But the host knew from the start, or should have known, that the guest not only does not respect the rules of the house, but also believes that part of the house is rightfully his. Such a guest has no business being invited into your home at all.

  • Below is the excerpt translated for G4Media.ro by an ethnic Hungarian to eliminate any discussion of the misunderstanding. The underlining belongs to the editorial staff:

„Every year the subject that I really should talk about gives me a bit of a headache, because of course we know from the beginning that in the end we will all think about the same thing, and how we will get there.

This year I received some helpful material, because the Romanian Ministry of Foreign Affairs, which, if I understand correctly, belongs rather to the power wing of the President of the State, rushed to my aid and sent me a démarche, in which they wrote to me about what is not allowed to talk about, what can I talk about? How? And what I must ignore.

This is an official act of state. I am making it known. They advise us not to talk about those things that may harm Romanian sensibilities. Then they list them:

National symbols. Well, as far as I’m concerned, we can agree on that. I won’t talk about that, but I welcome friends who arrived with Hungarian and Szekler flags.

Let’s not talk about the collective rights of minorities. Okay. I’m not talking about that either, I’m just noting that they exist and they belong to the Hungarians who live here.
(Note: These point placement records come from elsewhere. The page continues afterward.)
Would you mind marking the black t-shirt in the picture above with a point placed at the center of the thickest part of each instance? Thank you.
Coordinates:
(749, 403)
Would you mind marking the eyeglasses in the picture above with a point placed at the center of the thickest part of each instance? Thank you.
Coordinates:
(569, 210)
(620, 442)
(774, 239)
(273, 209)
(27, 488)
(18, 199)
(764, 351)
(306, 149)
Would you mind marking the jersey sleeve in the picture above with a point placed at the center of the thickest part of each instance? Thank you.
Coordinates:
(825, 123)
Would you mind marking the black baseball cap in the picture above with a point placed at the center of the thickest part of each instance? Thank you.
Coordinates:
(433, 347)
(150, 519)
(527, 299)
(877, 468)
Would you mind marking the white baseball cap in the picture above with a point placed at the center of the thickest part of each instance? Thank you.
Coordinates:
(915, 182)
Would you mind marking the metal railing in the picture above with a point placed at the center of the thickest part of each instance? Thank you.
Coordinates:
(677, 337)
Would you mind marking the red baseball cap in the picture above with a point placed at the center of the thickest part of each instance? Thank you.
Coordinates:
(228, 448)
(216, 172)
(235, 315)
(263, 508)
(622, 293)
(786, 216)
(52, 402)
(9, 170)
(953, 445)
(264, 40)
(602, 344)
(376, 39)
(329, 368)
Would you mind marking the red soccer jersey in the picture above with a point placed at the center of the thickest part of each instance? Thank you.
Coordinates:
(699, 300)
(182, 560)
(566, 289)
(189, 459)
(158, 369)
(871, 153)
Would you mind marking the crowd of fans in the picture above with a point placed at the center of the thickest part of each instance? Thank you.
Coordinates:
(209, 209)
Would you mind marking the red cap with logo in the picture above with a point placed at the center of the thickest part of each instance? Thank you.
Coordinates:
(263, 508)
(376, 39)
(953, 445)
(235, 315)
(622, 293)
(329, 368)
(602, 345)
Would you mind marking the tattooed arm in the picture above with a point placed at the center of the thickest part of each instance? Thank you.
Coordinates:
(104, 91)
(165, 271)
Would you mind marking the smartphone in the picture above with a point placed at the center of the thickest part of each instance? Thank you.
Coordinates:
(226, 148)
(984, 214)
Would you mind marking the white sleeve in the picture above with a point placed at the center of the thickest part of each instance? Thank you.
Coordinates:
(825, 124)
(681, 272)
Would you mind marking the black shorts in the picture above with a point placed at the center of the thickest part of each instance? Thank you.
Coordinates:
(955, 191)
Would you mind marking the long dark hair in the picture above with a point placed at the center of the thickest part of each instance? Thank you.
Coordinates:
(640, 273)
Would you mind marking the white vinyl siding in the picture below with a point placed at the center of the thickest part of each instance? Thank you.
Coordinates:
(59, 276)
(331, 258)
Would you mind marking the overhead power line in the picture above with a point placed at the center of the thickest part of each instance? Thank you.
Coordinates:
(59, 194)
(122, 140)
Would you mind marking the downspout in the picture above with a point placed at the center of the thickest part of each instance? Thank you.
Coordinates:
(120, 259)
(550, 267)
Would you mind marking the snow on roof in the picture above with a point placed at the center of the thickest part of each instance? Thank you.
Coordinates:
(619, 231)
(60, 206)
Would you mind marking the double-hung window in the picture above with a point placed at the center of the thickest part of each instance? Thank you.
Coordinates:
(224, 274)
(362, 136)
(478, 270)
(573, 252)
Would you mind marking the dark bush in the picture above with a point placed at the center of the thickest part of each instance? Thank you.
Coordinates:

They write not to talk about non-existent Romanian territorial administrative units. I thought about what they meant, I think about Ardeal and Szeklerland. But we have never said that these are Romanian territorial units.

They write that we can talk about something, but without presenting them in a bad note. These would be for example: the values of the West. If one is into European politics, as this is my job, then today Western values mean 3 things: migration, LGBTQ and war. Dear Romanian friends, these should not be presented on a bad note, they stand alone on a bad note.

And finally, there is another pearl to be ignored. Let’s ignore the xenophobic revisionist approach to migration.
This is already communist time travel. I am reminded of Hofi’s (a famous Hungarian comedian) joke, which was about: who can say in one breath the following: imperialist, revisionist, bourgeois, clerical, and chauvinist, fascist.

It almost makes the man shudder. So these we will ignore.

In view of this, since we have received a démarche, what do we propose to our Romanian friends?

First of all, we propose that if the Romanian president comes to Hungary and gives a presentation, an event for which we keep inviting him, then we will not determine what and how much he can talk about.

We also propose to our Romanian brothers to consider that the greatest current Romanian ambition, the Schengen membership, is fully supported by Hungary and we draw their attention to the fact that, as of 1 June 2024, there will be a Hungarian presidency in the EU and that the primary goal of our programme is for Romania to achieve Schengen membership.”